Page 32 of The Deal

Ugh.

I slump back in my chair and rub my flattened palm over my stomach. “I’m stuffed,” I say. I can’t remember the last time I felt this full.

Theprimi, or second course, was delicious homemade pasta and sauce. This was followed by the last course, which was the most tender meat I’ve ever eaten with vegetables.

My mum was a fantastic cook, and I spent a lot of time in the kitchen with her when I was younger. Being here brings back all the memories I’ve tried so hard to bury. Thinking of the happier times we spent as a family is bittersweet.

“For someone who wasn’t hungry, you demolished every morsel,” he says sarcastically.

“Do you eat like this every day?”

“Yes. Carmella is a wonderful cook. That’s why I keep her around. It reminds me of my mother”—he turns his attention away from me and stares off into the distance—“and how my life was before she left us.”

It’s funny how I was thinking the same thing. We seem to have something in common, at least.

“What happened to your mother?” I ask.

“Car accident,” is his only reply.

“I’m sorry.”

“Thank you.”

“My mother died as well,” I say, watching his eyes narrow as if he doesn’t believe me. He probably already knows I’m lying. My hands move to the crisp, white cloth napkin on the table as my finger draws a figure eight in the fabric. “In my head anyway,” I add quietly. “It’s easier to believe she was taken from us than to face the truth that she simply abandoned me instead … that she didn’t love me enough to take me with her or keep in contact.”

He stares at me momentarily, his gaze intense, before pushing back his chair and standing abruptly. Did I offend him?

Without a word, he tosses his napkin onto the table and turns to leave the room.

“Where are you going?” I ask.

“Out!”

“Where?”

My question makes him hesitate for a moment. “None of your business,” he says curtly before adding, “I’ll have one of my men escort you back to your room.”

Chapter 11

Chloe

Five days! That’s how long it’s been since I’ve seen Alexander or been let out of this godforsaken room.

Since the first night I arrived and shared a meal with him, he’s been MIA, and my patience with him—and this place—is starting to wear thin. The only person I see now is Carmella when she brings me food.

She usually stays for a few minutes to chat, but I can see the unease in her eyes when I ask if I can speak with Alexander, get an update on my dad, or have some time outside this room to stretch my legs. I’ve been pacing back and forth like a caged lion for days. I need fresh air and something to keep me occupied! I’m not used to sitting still, and I’m starting to feel like I’m losing my mind.
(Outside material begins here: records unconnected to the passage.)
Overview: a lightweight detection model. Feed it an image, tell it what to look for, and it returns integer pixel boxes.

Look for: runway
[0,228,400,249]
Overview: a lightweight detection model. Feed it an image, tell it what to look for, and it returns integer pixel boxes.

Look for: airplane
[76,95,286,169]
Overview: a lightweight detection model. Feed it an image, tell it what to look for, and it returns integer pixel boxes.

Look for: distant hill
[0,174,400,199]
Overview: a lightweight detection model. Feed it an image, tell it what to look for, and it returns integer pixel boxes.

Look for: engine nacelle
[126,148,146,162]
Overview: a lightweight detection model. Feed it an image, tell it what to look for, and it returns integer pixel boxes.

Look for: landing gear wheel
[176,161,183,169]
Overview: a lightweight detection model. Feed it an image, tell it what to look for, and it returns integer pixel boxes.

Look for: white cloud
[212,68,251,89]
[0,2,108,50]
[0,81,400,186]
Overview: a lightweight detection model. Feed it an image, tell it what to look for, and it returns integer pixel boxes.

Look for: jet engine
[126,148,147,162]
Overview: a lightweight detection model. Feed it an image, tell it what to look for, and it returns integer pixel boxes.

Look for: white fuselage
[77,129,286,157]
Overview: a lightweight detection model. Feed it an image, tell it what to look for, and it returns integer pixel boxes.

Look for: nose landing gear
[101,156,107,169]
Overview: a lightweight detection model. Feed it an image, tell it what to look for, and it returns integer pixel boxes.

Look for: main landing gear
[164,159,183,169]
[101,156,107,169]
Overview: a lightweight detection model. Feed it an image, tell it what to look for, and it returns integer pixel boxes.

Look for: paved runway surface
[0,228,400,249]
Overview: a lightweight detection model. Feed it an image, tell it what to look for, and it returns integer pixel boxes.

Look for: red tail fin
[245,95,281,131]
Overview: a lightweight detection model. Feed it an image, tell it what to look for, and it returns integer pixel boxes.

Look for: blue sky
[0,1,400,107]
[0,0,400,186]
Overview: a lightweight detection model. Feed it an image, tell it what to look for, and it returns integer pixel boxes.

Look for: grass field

I know he comes home at night because I hear his heavy footsteps as he walks down the hallway. I’ve even resorted to banging on the door and calling out to him when that happens, but he ignores my pleas.

Arsehole.

I’m so vocal it would be impossible for him not to hear me. I wouldn’t be surprised if the neighbours heard me too. I feel like I'm going out of my mind, and I’m starting to losecontrol with every passing day. The unanswered questions are only adding to my desperation.

Will he ever let me go?

Is this what my life will look like from now on?

Did he keep his word and check on my dad like he promised?